– Pop, Psych and Prog Rock 1967-1970 –
Anyone aware of the Record Collector mag’s British Psychedelic Trip series should fully agree that a 24-page booklet, assembled by none other than Nigel Lees, the Director of Top Sounds’ Educated Speculation Department himself, should be worth the admission alone.
Now that Nigel has decided to add a soundtrack to his Britsike scribbling we’ve all been enjoying over the years, here’s the first volume of what might become THE Rubble of Rubbles, the tastiest of Chocolate Soups, or the most Incredible Sound Show Story of them all!
Comprising exclusively unreleased acetates and long lost treasures from the British psychedelic era, Alphabeat opens and closes with a pair of THE BARRIER’s 1968 live recordings from the Belgian Jazzbilzen Festival, and though neither Foxy Lady nor Toad can equal the bands Move-ing, fuzz-laden freakbeat originals, an opportunity to hear them in live action is something not to be missed.

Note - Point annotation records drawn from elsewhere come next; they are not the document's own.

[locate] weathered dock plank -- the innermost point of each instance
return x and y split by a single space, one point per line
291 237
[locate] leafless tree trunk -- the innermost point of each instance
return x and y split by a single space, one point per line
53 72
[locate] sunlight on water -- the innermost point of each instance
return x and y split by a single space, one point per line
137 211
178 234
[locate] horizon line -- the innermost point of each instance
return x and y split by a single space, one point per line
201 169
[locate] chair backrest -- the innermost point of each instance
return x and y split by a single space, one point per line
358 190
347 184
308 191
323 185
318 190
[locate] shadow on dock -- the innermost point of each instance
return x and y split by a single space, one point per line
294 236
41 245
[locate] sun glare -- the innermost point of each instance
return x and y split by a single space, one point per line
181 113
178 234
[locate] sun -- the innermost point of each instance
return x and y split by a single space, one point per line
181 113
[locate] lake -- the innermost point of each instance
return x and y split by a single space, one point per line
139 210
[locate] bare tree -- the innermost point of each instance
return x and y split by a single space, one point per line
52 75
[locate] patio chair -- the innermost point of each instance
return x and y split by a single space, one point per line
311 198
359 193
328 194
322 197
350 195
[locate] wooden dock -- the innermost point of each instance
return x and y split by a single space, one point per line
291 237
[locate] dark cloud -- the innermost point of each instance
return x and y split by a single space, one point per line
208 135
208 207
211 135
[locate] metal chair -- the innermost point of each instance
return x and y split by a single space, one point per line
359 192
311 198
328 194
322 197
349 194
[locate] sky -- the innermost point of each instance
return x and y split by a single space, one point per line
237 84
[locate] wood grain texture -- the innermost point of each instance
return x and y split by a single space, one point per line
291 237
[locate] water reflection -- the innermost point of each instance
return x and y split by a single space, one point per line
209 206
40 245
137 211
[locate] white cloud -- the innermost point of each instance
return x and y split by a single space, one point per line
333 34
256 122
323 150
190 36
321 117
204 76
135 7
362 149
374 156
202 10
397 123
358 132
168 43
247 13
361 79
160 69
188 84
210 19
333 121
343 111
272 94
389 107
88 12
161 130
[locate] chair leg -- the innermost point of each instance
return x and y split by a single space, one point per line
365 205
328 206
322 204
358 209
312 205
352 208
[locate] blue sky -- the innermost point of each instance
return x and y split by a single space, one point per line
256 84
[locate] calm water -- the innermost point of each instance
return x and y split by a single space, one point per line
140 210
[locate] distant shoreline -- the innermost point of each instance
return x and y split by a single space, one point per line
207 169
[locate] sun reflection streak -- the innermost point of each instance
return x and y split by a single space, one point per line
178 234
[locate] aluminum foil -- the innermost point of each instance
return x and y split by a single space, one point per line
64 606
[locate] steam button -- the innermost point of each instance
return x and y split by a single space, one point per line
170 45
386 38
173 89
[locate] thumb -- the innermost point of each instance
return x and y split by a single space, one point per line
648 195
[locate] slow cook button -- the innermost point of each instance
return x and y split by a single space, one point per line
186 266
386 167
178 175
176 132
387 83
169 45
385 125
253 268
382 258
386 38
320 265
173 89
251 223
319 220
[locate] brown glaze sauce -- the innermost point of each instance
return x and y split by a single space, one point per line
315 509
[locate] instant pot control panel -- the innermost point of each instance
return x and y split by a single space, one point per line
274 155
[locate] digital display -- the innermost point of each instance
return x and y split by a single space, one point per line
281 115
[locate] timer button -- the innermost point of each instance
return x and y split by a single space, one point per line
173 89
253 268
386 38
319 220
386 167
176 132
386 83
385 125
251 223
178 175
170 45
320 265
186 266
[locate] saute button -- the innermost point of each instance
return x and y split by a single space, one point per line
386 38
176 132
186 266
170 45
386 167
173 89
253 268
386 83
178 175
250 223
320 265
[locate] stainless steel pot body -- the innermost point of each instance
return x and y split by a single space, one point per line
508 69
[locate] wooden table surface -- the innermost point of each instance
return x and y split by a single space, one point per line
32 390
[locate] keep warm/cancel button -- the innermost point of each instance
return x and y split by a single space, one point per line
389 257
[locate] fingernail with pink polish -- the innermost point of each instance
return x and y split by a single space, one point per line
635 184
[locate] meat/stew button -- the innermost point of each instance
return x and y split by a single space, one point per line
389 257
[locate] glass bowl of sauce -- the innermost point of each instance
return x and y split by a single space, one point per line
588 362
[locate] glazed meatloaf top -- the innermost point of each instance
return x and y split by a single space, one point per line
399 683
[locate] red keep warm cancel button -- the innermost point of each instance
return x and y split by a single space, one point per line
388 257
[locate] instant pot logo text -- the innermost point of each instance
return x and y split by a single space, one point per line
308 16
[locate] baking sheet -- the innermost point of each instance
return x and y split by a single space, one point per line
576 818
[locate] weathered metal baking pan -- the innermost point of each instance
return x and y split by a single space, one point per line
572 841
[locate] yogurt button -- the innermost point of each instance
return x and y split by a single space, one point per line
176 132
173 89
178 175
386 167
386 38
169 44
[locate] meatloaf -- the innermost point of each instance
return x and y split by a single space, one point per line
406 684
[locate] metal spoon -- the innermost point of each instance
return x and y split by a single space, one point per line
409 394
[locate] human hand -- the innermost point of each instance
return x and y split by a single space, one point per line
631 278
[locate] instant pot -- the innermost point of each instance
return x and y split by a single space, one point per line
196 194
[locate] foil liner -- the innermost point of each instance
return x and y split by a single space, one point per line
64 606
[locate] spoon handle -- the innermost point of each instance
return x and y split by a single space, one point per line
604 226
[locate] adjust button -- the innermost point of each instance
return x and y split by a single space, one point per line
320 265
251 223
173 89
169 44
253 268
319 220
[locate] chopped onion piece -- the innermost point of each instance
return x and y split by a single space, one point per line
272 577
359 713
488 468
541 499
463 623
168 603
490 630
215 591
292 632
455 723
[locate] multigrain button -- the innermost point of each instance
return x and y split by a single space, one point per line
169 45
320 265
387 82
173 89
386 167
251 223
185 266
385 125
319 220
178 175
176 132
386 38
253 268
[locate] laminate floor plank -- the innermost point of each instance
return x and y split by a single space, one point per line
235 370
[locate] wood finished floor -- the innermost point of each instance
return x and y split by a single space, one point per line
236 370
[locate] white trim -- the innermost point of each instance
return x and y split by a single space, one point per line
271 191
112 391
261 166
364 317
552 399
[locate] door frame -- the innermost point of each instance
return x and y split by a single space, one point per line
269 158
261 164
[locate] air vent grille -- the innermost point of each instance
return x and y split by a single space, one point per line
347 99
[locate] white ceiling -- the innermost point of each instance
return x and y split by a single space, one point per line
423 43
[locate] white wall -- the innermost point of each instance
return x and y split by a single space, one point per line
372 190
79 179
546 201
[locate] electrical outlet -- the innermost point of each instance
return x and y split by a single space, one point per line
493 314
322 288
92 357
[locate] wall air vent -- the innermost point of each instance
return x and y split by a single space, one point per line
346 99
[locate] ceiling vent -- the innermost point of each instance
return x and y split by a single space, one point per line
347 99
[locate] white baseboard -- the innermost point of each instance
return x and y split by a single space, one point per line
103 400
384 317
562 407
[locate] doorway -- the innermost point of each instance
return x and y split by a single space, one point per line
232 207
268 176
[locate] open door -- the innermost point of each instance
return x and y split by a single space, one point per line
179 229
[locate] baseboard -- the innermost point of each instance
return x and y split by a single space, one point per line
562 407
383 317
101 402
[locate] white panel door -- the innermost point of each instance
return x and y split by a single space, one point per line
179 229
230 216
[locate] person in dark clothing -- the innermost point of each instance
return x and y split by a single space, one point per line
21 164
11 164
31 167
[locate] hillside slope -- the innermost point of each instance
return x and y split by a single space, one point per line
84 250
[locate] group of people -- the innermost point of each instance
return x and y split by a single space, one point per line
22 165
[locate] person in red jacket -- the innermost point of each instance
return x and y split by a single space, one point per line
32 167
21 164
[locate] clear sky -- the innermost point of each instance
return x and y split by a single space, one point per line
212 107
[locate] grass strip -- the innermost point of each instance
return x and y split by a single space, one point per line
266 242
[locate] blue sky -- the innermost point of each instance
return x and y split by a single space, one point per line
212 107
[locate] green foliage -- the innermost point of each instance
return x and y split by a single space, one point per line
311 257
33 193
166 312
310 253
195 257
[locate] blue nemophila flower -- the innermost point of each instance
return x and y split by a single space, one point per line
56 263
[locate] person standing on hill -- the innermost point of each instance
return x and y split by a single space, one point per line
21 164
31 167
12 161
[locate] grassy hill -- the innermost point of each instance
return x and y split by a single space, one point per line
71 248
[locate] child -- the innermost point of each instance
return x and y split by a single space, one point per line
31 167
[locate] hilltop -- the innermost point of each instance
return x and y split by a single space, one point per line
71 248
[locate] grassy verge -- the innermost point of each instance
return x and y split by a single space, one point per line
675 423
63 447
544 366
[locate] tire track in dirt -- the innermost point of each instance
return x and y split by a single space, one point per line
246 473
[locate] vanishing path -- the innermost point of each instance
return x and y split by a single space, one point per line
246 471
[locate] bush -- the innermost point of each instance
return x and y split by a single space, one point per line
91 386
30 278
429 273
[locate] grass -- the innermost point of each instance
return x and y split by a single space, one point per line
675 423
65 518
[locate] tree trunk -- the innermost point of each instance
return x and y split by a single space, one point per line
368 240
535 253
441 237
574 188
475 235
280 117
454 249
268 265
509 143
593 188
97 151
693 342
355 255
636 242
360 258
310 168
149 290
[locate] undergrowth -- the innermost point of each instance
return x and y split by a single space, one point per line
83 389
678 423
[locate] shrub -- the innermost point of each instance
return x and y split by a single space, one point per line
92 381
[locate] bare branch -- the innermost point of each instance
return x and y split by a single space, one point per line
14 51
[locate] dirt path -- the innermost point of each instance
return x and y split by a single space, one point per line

In between the Barrier “sandwich”, the spotlight is on four fifths of GRADED GRAINS’ 5 track 1969 acetate, featuring a quirky pair of imaginary collaborations between Pete Townshend and Syd Barrett (Animal Magic, On The Dole), and yet another pair of musical period tales about weird characters (Gabriel Says Yes, Harry The Hermit), both sharing equal doses of freaky rawk-out, and genuine British wittiness.
THE PATHFINDERS from Glasgow (later to become White Trash) never got to an actual record release, so the featured acetate serves as a proof good enough to justify the level of popularity shared with fellow Glaswegians, The Poets and The Beatstalkers, with Pumpkin Lantern finding them halfway between Steve Winwood’s blue-eyed soul of Spencer Davies Group and Traffic’s psychedelic grooves, as suggested by the title itself, and To Love Somebody being an equally soulful rendition of the Bee Gees’ classic.
The Brumbeat heavy beatsters BREAKTHRU, wrongly associated with the lighter popsike sound of their only 1968 Mercury single, provide us with a fuzz-laden monster of a version of Spoonful, along with the original Here Comes The End, sounding kinda lika a basic-organ-laden-r’n’b-turning-freaky’n’heavy-by-the-time-of-it’s-recording (late ’67).
The remainder of three bands are featured with just one song by each, with MISSISSIPPI’s pretty predictable but still kinda groovy Mr. Union Railway Man, sounding almost like a cover of a Chuck Berry tune he’s never written, BLACK CAT BONES’ Warmth Of The Day, unlike the band’s latter days incarnation’s classic blues rock sound, throws in enough of the swirling psychedelicate flavour to make it quite special, while there’s also an UNKNOWN band, delivering another typical piece of Britsike, interesting enough to make you want to find out who they actually were … which, according to Nigel’s research, isn’t likely to happen.
… and while you’re reading this, there’s already a second Top Sounds release, waiting to blow your mind, focusing on an unreleased bunch of “Orange and red beams from the BBC archives 1967-1969”, so get ready to take a trip !!!